Probing and Tuning Interlayer Interactions to Control Electronic and Photonic Properties of 2D Heterostructures

Atomically thin, single crystalline 2D electronic materials have recently emerged, offering a remarkably wide range of building blocks of nanostructures, ranging from metals (e.g. graphene), large gap insulators (BN), to semiconductors (transition metal dichalcogenides and black phosphorous). One key advantage of these van der Waals materials lies in the flexibility of stacking different types of materials to form heterostructures, providing a design platform for achieving novel device functionality. In vdW hetero-bilayers, the interface encompasses the whole heterostructure and interlalyer interactions become the controlling parameter for the electronic structure.

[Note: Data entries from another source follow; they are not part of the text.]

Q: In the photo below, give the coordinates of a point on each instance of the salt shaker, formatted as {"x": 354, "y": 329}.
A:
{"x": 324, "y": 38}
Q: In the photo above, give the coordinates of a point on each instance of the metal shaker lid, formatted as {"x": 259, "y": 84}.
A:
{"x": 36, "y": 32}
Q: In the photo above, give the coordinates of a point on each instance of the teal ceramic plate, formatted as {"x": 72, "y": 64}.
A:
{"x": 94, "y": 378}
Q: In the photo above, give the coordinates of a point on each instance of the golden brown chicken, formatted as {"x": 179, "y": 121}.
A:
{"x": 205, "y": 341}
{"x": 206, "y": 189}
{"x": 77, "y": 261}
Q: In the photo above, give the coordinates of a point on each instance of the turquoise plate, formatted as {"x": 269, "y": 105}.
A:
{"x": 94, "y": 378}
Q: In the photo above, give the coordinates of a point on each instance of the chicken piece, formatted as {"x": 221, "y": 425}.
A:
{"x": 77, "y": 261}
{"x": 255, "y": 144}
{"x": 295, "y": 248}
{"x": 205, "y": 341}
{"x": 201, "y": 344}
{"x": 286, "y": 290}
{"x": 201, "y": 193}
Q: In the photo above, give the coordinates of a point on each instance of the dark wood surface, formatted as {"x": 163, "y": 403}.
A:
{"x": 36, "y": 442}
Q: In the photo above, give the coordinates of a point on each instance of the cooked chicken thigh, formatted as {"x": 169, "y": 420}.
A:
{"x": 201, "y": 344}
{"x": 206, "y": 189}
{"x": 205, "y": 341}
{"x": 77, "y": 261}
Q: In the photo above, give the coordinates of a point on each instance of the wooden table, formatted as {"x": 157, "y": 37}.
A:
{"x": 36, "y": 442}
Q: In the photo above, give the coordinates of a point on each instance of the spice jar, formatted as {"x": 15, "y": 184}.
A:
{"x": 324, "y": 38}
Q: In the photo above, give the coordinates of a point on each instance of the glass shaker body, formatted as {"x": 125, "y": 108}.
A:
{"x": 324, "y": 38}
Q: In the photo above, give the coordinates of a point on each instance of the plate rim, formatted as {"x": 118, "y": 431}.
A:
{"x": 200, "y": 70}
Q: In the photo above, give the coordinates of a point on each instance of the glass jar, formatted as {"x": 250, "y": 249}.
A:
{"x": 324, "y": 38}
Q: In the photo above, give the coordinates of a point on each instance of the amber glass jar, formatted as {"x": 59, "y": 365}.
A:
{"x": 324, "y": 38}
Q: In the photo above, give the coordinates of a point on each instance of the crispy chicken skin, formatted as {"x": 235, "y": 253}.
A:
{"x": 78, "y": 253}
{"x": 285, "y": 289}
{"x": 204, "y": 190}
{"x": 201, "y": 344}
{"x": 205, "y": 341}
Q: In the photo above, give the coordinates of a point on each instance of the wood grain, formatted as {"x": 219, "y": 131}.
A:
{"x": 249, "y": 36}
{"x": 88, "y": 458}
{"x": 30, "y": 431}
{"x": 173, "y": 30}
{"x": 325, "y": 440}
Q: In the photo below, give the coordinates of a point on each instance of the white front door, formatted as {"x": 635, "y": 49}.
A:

In this talk I will first discuss directly probing the inter-layer interactions through the “lens” of moiré patterns using scanning tunneling microscopy and spectroscopy (STM/S). I will show that the interlayer coupling is strongly dependent on the inter-atomic alignment of the constituent layers. Moreover, as a consequence of moiré pattern formation, the energy band structure of the hetero-bilayer also shows lateral modulation, forming a 2D electronic superlattice. The moiré pattern “lens” also provides us with a means to measure the 2D strain tensor with high precision and high spatial resolution. In addition, the strain profile shows a direct correlation with the band gap modification.
As the periodic potential modulation also provides lateral confinement for excitons, an intriguing scenario occurs – the 2D lateral superlattices also form 2D exciton quantum dot arrays. Recent reports of ultra-sharp atomic like spectra provide a direct confirmation of such a scenario. Finally, I will add another control knob and show evidence for valley spin mediated interlayer couplings, and their effect on excitonic states of the hetero-bilayer.